In my years as a JS developer, I’ve never heard of a callback stopping being referred to as a “callback” just because it’s not passed by reference. I thought I might be in the wrong here, but a quick MDN search yielded this:

> A callback function is a function passed into another function as an argument, which is then invoked inside the outer function to complete some kind of routine or action.

This never states that the function has to be passed by reference. And while I may sometimes doubt my own judgement, I do consider MDN a solid authority in this field πŸ˜‰

Plus, I do not believe that an inline function and callback are mutually exclusive terms. I mean, why would they be? An inline function can still be called just as well as a reference function, making it no lesser as a callback.

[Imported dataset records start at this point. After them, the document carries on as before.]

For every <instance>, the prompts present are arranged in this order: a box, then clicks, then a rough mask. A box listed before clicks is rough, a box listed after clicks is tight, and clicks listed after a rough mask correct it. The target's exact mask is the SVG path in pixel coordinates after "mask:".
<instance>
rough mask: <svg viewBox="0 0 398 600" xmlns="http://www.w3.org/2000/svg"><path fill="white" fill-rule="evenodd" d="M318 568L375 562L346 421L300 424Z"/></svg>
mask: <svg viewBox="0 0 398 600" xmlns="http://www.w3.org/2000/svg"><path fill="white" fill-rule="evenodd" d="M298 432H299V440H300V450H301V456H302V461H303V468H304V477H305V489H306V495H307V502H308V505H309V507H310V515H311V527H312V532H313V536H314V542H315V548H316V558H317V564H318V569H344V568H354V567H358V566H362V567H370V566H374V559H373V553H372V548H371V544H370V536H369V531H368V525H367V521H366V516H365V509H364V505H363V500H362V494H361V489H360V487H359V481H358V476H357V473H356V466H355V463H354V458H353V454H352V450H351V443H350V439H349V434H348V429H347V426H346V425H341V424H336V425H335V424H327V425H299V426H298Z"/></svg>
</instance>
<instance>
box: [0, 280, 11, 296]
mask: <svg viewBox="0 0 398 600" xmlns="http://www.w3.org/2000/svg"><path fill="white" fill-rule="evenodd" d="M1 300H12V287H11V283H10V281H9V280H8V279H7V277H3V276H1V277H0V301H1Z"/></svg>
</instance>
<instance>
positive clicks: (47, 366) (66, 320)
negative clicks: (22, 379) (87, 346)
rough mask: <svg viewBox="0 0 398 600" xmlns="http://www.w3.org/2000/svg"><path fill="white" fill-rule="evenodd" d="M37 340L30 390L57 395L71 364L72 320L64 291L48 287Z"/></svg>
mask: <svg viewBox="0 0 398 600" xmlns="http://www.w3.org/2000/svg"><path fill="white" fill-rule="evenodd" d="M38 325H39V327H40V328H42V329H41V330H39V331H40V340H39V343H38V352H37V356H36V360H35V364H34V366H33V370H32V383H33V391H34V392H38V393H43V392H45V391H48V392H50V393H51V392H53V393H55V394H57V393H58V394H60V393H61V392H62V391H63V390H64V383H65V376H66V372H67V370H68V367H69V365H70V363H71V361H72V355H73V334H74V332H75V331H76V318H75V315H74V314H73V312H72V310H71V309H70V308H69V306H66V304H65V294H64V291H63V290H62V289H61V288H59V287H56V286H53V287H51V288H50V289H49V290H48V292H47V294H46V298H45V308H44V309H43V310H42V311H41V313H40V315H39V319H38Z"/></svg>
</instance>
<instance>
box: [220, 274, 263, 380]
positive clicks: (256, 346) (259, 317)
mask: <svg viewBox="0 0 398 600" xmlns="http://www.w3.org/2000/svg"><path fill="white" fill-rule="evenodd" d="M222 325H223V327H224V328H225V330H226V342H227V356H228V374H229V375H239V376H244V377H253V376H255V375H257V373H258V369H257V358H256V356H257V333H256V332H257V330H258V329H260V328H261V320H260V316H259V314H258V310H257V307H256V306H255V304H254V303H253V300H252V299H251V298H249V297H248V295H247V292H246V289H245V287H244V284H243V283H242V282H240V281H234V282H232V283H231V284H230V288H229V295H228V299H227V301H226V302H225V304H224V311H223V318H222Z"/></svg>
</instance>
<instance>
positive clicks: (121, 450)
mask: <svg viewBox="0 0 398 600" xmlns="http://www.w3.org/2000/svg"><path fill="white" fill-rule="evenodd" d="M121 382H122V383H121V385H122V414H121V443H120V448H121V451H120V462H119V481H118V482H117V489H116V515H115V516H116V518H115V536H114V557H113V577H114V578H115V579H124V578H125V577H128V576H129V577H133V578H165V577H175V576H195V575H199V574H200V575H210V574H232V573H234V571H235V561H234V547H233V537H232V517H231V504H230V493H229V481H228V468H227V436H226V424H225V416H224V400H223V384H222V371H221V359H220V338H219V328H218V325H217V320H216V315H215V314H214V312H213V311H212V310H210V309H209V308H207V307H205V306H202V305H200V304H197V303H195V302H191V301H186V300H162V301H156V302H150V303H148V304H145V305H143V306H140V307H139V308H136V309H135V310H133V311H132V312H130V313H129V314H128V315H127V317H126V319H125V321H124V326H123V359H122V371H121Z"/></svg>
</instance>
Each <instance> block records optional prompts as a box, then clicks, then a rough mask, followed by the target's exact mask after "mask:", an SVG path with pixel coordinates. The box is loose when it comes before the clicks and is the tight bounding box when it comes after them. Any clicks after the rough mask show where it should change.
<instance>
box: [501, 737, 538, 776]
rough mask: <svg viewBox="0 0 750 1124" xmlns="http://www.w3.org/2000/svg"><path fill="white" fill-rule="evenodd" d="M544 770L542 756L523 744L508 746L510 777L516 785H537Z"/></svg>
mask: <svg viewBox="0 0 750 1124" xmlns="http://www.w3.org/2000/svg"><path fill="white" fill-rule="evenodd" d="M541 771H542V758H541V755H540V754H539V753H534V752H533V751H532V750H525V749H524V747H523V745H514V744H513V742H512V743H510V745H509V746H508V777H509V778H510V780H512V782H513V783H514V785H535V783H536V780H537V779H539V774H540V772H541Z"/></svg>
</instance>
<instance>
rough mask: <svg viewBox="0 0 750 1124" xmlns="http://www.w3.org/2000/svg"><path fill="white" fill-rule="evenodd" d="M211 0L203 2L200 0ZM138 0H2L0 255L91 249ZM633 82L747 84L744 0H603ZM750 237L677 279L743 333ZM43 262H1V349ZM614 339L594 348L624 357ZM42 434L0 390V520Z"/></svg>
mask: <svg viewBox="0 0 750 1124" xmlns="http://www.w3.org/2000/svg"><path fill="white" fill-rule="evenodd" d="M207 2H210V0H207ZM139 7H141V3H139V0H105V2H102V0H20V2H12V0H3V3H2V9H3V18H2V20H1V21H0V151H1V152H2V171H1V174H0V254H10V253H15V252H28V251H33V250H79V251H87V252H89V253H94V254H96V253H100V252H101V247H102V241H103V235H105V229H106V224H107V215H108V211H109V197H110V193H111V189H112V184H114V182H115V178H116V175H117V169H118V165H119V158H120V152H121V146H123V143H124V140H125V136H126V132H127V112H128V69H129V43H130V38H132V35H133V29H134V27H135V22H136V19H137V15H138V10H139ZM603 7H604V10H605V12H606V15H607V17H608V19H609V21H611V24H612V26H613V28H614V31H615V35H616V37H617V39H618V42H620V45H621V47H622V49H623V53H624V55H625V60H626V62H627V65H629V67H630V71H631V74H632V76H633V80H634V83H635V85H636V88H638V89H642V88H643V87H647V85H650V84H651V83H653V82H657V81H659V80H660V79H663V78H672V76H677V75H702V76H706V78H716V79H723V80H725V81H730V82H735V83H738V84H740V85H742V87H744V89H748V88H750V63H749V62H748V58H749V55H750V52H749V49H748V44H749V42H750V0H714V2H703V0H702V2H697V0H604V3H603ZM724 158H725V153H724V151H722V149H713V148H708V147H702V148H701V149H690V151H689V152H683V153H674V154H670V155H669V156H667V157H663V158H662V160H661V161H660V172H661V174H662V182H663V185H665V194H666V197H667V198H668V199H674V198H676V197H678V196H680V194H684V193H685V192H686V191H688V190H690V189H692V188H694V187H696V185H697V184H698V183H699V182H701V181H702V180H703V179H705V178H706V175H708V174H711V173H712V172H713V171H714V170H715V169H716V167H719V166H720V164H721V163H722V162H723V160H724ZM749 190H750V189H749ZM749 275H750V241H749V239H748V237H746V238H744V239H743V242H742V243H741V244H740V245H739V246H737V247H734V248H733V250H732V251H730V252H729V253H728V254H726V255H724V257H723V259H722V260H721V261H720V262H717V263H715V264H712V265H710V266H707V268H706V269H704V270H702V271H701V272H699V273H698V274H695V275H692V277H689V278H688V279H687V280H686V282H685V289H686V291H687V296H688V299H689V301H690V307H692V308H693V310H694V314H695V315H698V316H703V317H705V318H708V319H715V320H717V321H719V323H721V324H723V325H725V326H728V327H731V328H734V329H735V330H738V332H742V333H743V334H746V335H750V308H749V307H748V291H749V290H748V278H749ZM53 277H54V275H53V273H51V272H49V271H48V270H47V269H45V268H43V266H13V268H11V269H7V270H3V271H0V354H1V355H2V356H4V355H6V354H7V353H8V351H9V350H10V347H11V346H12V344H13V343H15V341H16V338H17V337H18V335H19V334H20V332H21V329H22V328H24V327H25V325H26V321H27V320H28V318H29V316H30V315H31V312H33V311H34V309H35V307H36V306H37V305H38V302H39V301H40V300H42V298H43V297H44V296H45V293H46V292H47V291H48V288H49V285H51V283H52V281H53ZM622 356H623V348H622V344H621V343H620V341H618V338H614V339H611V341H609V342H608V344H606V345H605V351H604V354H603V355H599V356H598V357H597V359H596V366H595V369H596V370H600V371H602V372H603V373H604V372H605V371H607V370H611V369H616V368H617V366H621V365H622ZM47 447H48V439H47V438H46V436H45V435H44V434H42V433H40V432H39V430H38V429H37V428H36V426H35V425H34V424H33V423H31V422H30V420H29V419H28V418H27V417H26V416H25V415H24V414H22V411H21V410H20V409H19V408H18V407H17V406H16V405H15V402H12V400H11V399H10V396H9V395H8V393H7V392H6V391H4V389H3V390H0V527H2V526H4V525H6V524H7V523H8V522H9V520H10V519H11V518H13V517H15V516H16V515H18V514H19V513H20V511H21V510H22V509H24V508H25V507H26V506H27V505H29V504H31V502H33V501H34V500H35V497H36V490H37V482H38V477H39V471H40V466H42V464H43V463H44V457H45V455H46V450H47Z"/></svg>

Though I do agree with your statement that the right term to refer to someFunction in the Express.js context is absolutely correct as Middleware.

Upon reading the definition quoted from MDN, I saw no problem with defining a callback function that way. I think the misunderstanding, once again, is in the difference between a function reference like someFunction, and its return value when that function is invoked — someFunction().

I further elaborated:

I would agree with that MDN definition 100%. Let’s break it down:

  1. “a function (a) passed into another function (b) as an argument” means something in the form of function b(a)
  2. “which is then invoked inside the outer function (b)” means that the body of b, somewhere, must contain the code a()
  3. “to complete some kind of routine or action” means that the call to inner a from within outer b happens at the end of b‘s normal execution.
  4. Ultimately this translates into a code pattern like the following. Note that I have kept the same numbers in the comments, to match the steps above from the MDN definition:

    // 1. pass an inner a callback function to an outer b function
    function b(a){
        // 3. do some kind of routine or action:
        getSomeAsyncThing( function( asyncResult ){
            // 2. invoke inner function a inside outer function b
        } ); 
    } // end function b

    So we can see here that in this literal example, the inner a function does not appear with parentheses until the inside of the outer function is being run.

    As a exists in the function argument parentheses, it does not have parentheses of its own, so therefore it must be passed by reference from outside b in order to be called by reference from inside b.

    The proper way to call the code defined above is b( a ) and not b( a() ).

    If you invoke the function a within the parentheses of b‘s calling point, then you are really passing a‘s return value to b instead. If that return value is not another function, like for instance if it is a number, string, array, or object, then you will get TypeError: a is not a function because essentially you’ve forced the inside of b to run a()() instead of a()

    I think “inner” can be used to describe any function which exists in the context of another function. An inner function can be defined within the body of another function, or passed as the argument to an outer function. In a recursive algorithm, the inner function becomes the outer function to a new layer.

    So, it’s all relative. The terms “inner” and “outer” are general logical terms which can be applied to any number of code patterns depending on the context.

    Passing by reference here means some name points to the memory location where that function lives, and it’s that name/location which we pass, rather than the function itself. That lets our calling function deal with our callback function however it wants, in its own time.

    Passing by value means we take the function and resolve it to its return value, and then pass that.

    The third way is passing by anonymous function literal, which creates a function on-the-fly in memory without a name to go with its location. This prevents function re-use, but otherwise is identical to a normal pass-by-reference.